If you cannot stick to these requirements, then either get tutoring or go on a group course (onsite or online), so that you make sure you prepare in time for the score you need.
It is important to do a diagnostic or sample test to check your starting level. You need to find out whether you require any additional basic preparation, e.g. improving your English skills, or refreshing the mathematical concepts, before you begin the focused test preparation. If you have the necessary knowledge, you can immediately focus only on the admission test. If your starting level is not sufficient yet, you should start with filling in the gaps. In this case, you might have to reschedule your test preparation because it will obviously take you longer. It is sensible to do a diagnostic test via a preparation centre because you can then get feedback from professional instructors.
Select prep materials and study plans
There is a huge choice of test preparation books, videos, online advice, sample questions and practise tests. Identify which of them cover the latest changes in the tests and which are most appropriate for your starting level and learning style. Also, be aware that some books and tools are meant to be used with an instructor, while others are perfect for self-preparation. Always research the reputation of the source which has produced the test preparation aids. Amongst other sources, always use the official publications of the test owners (GMAC for GMAT, ETS for TOEFL, British Council for IELTS, etc.).
Monitor your progress
When you are working on your own it is critical that you set clear targets and monitor your progress in order to ensure that you are getting closer to your goal. Although many students will be using sample admission tests from a variety of sources, it is important to select a single source and use it as a standard to check your progress. Also, be open to adapting your test preparation if you do not advance as planned. If needed, look for advice from professional instructors on how to proceed to meet your target on time.

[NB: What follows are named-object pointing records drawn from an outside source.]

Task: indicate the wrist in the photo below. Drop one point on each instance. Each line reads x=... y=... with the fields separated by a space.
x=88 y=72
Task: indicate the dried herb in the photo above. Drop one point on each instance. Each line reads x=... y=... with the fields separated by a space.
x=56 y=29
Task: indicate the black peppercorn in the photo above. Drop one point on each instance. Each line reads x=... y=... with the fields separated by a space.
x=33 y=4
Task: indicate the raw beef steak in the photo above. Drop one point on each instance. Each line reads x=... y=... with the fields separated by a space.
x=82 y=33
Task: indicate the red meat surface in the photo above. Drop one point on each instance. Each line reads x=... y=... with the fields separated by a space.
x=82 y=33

Practising has different aims - to keep your concentration during the full test, to develop your sense of the timing and time management skills, and of course to master the different types of questions and be able to solve them correctly as quickly as possible. Practising is usually structured at the various levels as you advance with your preparation - you practise a single type of question, or a single section at a time, and finally, you practise full-length tests within the time limit.

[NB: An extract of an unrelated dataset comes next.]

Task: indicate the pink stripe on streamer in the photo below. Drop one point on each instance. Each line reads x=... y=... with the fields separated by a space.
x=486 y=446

It is also important to practise the format of admission test which you will be taking - for example, TOEFL has a paper and pencil format (PBT) and a test taken on a computer (iBT). Even if the test is only offered on a computer, you have to make sure you practise with the keyboard set-up which is used in the test centre. Also consider that during the test you will naturally be under additional stress. Practising helps you get fit for the test day and perform at your best. Often, especially with the GMAT, test-takers feel that they could have done better, so many of them retake the test to make sure they do the best they could have done.